The Dow Jones Industrial Average (^DJI 0.62%) was trading up 53 points by midafternoon after the latest initial jobless claim numbers came in higher than expected and another report showed orders for durable goods declining last month. Overall, durable goods orders fell 1% in January after dipping 5.3% in December; suggesting that manufacturing has weakened in recent months. Much of the decline was blamed on the highly volatile transportation category.

Motley Fool One analyst Jason Moser offers sound advice regarding economic data.

"Economic data can be useful as it offers up a snapshot in time. But investors should keep a couple of things in mind: most of it is backward-looking and it's almost always revised to some degree." Moser told me, "Investing is a forward-looking exercise and investors that take the longer view needn't worry too much about the day to day noise of the overall economy.
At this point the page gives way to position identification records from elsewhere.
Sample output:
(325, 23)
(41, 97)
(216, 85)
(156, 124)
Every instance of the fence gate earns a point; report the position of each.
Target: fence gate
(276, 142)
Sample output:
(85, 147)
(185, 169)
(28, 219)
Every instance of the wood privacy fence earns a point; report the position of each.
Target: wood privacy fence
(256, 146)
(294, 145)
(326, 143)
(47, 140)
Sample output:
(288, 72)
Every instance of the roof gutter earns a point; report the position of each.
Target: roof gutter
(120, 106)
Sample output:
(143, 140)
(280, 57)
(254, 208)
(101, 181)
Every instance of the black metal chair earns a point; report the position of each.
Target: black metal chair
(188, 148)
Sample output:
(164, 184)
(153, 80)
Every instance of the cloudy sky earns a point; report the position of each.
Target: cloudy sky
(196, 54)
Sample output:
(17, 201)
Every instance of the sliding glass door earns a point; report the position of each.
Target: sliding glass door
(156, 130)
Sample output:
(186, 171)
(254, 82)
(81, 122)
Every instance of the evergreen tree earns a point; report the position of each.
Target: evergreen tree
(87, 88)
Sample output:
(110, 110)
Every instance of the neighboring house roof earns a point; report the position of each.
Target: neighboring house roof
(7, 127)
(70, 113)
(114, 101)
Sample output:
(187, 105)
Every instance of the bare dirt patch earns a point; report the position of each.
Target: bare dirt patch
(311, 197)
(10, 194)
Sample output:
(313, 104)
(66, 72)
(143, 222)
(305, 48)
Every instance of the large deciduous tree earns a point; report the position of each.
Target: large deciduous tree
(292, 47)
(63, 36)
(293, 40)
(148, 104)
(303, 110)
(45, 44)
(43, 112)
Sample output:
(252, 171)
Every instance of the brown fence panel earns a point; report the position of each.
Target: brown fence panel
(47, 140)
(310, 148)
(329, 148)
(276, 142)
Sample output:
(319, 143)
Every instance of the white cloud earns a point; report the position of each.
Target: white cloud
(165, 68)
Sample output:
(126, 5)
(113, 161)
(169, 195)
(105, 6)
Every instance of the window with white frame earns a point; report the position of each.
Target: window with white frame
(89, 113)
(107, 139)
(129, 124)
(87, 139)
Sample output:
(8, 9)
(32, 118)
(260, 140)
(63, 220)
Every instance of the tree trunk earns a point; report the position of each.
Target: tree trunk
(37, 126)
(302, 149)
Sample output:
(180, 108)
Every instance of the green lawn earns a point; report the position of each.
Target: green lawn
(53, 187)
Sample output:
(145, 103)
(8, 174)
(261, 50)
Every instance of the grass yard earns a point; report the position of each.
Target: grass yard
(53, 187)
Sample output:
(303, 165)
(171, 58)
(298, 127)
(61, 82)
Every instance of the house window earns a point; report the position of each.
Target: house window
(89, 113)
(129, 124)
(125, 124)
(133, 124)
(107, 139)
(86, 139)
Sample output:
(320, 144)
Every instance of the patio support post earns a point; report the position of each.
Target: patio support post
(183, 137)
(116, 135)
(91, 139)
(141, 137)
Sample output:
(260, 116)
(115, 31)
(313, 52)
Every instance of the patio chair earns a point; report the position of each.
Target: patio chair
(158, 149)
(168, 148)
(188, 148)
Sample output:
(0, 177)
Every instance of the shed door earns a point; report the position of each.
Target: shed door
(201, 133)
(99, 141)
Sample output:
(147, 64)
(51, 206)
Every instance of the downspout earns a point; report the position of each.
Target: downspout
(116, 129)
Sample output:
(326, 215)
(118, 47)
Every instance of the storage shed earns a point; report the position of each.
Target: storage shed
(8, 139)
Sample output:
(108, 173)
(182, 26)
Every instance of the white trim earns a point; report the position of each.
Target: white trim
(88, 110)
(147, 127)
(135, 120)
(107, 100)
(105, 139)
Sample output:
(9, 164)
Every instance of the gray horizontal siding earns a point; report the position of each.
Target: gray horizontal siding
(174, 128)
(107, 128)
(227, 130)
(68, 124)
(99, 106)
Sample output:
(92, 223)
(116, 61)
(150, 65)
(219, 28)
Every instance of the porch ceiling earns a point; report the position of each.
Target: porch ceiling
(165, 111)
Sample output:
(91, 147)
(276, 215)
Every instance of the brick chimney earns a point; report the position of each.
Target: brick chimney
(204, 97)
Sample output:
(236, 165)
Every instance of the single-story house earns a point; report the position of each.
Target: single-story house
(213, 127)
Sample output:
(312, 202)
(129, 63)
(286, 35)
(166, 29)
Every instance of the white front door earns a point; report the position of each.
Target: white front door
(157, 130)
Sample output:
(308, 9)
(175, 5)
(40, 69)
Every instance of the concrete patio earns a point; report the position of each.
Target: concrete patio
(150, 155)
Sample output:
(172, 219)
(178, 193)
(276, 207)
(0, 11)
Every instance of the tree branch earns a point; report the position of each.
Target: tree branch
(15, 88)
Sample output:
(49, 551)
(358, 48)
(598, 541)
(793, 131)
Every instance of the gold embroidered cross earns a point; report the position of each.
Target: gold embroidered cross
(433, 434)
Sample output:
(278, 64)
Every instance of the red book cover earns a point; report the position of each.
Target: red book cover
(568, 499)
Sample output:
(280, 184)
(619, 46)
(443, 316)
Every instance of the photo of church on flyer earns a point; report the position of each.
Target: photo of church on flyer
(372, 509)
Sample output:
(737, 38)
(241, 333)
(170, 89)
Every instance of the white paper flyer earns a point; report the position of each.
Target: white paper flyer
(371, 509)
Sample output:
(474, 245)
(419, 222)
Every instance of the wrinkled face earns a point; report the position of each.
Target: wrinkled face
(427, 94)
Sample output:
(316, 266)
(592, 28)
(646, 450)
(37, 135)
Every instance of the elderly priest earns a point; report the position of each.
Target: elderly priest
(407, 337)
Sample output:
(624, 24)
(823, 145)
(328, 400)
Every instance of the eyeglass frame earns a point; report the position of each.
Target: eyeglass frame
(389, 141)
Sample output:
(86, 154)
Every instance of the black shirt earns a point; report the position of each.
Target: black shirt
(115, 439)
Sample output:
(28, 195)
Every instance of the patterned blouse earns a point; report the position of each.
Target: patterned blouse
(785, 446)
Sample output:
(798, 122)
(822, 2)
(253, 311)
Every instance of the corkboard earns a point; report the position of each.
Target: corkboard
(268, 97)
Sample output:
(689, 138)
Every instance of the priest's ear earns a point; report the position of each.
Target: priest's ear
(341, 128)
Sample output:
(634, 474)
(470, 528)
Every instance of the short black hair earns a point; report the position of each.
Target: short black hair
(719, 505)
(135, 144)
In fact they should view it as a window to potential opportunities."

With that in mind, here are two companies solving current problems while focusing on long-term success.

One of the Dow's largest components, Boeing (BA -0.87%), is doing its part to tackle a major challenge. Many investors overlook Boeing's large pension obligations which have spiked in recent years and even forced the company to report "core" earnings, in addition to its generally accepted accounting figures figures, to remove some of its vast pension expenses and give a clearer picture of the company's business health.

Graph by author. Source: Boeing's annual SEC filings.

Boeing's pension liability is essentially the projection of what it will owe retired employees in the future, minus its current pension plan assets. Boeing's pension obligation stands at $10.4 billion, which is even higher than its total consolidated debt figure of $9.6 billion.

Discount rates, which are tied to interest rates, have been sitting near record lows; that forces companies to lower their expected rate of return on pension fund assets, meaning Boeing has to make up the difference with larger contributions into the account. As those discount rates rise slowly Boeing's pension obligation should decline -- this will happen even faster as the airplane maker continues to increase its contributions into its pension fund.

In addition to those two factors, Boeing is fixing the root cause of its pension woes and leveraging its production job security with contract extensions to convince union workers around the U.S. to switch from a pension-style retirement plan to a 401(k)-style contribution plan. That will prevent additional pension obligations in the future.

As Boeing continues to reverse its underfunded pension status, it is gearing up for a bright long-term future. The company is planning to ramp up production on multiple aircraft to take advantage of its massive backlog of orders valued at $441 billion, which should boost top-line revenue. Furthermore, Boeing expects the world fleet to double in size over the next 20 years. That means an additional 35,280 new airplanes valued at roughly $4.8 trillion, and Boeing is strongly positioned to capture more than its fair share of this long-term growth.

Outside the Dow, Tesla Motors (TSLA 2.99%) continues its drive higher as the company yesterday announced plans for its battery "gigafactory." Tesla is ramping up production of its Model S electric car, but if the company hopes to make the move from niche automaker to mass-market competitor it will need significantly more lithium-ion batteries for its vehicles. 

Source: Tesla's 2013 Q4 letter to shareholders. 2014 Q2-Q4 are the author's estimates to reach 35,000 global deliveries.

Fortunately for investors, Tesla's gigafactory will be capable of producing batteries for 500,000 vehicles by the end of this decade. Tesla will put up $2 billion of its own money toward the total factory price tag of between $4 billion and $5 billion.

This facility will be constructed through 2015, with battery production to begin in 2017 -- right around the time Tesla's more affordable Gen III electric vehicle is expected to hit the market. As production at its battery factory accelerates it is expected to reduce battery pack cost per kilowatt hour by more than 30%, addressing an issue that has been one of the company's most expensive pieces of the puzzle. That price reduction will help the company bring down its Gen III electric vehicle costs and improve production capacity to make the vehicle a mass-market competitor.

Tesla has serious potential to disrupt multiple industries on the long-term horizon; that has investors climbing over one another to get additional shares of this company even with the stock price sitting near its all-time high.